Through The Tulips Words of 'Wiz'dom

July 8, 2021

Let Love Grow

Filed under: Uncategorized — gardener @ 8:59 am

This week is my birthday week. Even though I do celebrate in small ways each day the entire month of July- I have learned so much over the last few years. I know that’s the point of life- or at least that’s how I see it- yet something I continue to be reminded and learn is that different people with different experiences and life lens love and see love very differently.

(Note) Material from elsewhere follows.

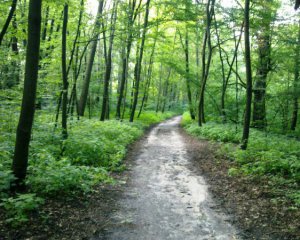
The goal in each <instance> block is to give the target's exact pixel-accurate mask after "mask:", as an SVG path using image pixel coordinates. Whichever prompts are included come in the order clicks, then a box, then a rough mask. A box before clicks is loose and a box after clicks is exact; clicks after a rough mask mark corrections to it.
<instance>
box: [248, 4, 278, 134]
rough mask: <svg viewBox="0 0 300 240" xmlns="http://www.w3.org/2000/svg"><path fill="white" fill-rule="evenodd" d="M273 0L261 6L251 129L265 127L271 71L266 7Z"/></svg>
mask: <svg viewBox="0 0 300 240" xmlns="http://www.w3.org/2000/svg"><path fill="white" fill-rule="evenodd" d="M272 2H273V0H268V1H266V2H265V3H263V4H264V6H263V11H264V16H265V17H263V18H262V21H261V22H262V24H261V25H260V32H259V34H258V36H257V41H258V65H257V70H256V76H255V80H256V81H255V84H254V87H253V93H254V99H253V119H252V120H253V127H256V128H259V129H264V128H265V126H266V100H265V98H266V97H265V95H266V87H267V77H268V73H269V72H270V70H271V56H270V55H271V37H270V25H271V21H272V10H271V9H270V8H269V7H268V4H271V3H272Z"/></svg>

I’ve also realized that many people wrap their self worth in external validation. In social media likes, in praises from others. It’s something I’ve never understood- although I know we all have the desire to know we are being seen and heard, to have our validation as human beings wrapped up in that information is as foreign to me as trying to read Greek.

So many of us tend to judge what we don’t understand- rather than extending compassion, love and understanding. Being open- has taught me that I don’t have to understand to be willing to learn and hear another perspective. It is how we genuinely get to know each other-

Life has been fully of these expansion moments the past few years- and at one point in May- I called my mom in tears saying that I didn’t want to love anyone any longer, simply because I was tired of losing people I loved. I felt at that time as though I had lost all of the joy I usually carried with me everywhere- delighting in the simplicity of the beauty life has to offer. I remember mom saying that it would come back and while logically that seemed true, it has taken a while, but I’m almost there. Rather than focusing on the fact that I felt no joy- I continued to find tiny things in each day that would generally bring me joy, even if I couldn’t ‘feel’ it at the moment. Eventually, little by little the joy has returned, as I have worked on myself and learned more about me and others. Currently- I’m filled with joy as I can look up from the laptop and see my dog sleeping on the floor- his front legs crossed, lying on his side and a gentle snore coming from his mouth. He feels safe, comfortable, at peace and loved. It’s the best place to be.

Today and tomorrow I’m grateful for the lessons that have expanded my heart muscle and given it yet more room to love.